Until recently, seamlessly integrating with the EHR has been difficult as technological barriers, security measures, and HIPAA-related concerns for patient privacy have dictated that patient health information be kept solitary. However, since COVID-19 and the public health emergency, the explosion of alternative care delivery models, such as Telehealth, have precipitated new protocols that allow more interaction with platforms that expand a physician’s ability to see and treat patients.
Over the last couple of years, companies as diverse as Walmart, Apple, and Pfizer have all developed applications that use EHR integration to interact with providers and healthcare systems to communicate information about patients. In fact, Apple’s Healthkit transmits health and fitness data directly from mobile devices and wearables into the patient’s EHR and cardiologists have access to advanced heart health and real-time biometric data based on wearable technology.
FHIR and EHR Integration
With Fast Healthcare Interoperability Resources (FHIR), the new data standard developed by HL7 International, becoming more widely available, EHR integration is much more functional and achievable. With FHIR, Application Program Interface (API) protocols provide a connection between computer programs and platforms allowing access to data regardless of the individual EHR system or software being used.
Creating this fluid language allows data to flow freely as it’s exchanged between interested parties. This will encourage systems improvement and cooperation among interested participants, from clinical care providers to insurance companies to the wide range of vendors providing everything from pharmaceuticals to billing services.
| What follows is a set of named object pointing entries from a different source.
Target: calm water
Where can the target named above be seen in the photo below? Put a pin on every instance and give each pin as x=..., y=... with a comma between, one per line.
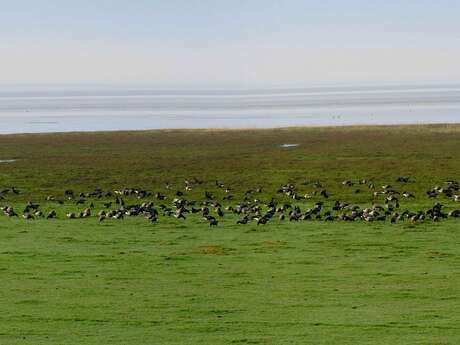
x=45, y=109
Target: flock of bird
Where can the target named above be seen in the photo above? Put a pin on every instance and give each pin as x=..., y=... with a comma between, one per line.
x=287, y=205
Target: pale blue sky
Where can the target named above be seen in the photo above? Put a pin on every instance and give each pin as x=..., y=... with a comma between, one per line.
x=229, y=42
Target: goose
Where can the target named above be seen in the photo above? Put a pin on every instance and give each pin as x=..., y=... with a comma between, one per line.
x=51, y=214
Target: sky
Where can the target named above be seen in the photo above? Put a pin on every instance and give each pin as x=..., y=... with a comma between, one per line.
x=229, y=42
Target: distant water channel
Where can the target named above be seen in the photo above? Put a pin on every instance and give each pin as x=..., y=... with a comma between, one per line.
x=63, y=109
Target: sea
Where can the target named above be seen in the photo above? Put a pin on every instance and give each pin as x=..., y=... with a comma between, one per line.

Additionally, this ‘superhighway’ of data will be especially helpful as organizations adopting value-based care models that promise to up-end payment models system-wide over the next couple of years.
Beyond Clinical Applications
Equally important to provider practices and hospitals, the financial reimbursement process is finding EHR integration to be a valuable resource when bringing advanced automation to the healthcare billing lifecycle. Burdened with an instilled third-party payer system, healthcare providers must apply for payment through a complex, multi-faceted process all to receive discounted payment for their services.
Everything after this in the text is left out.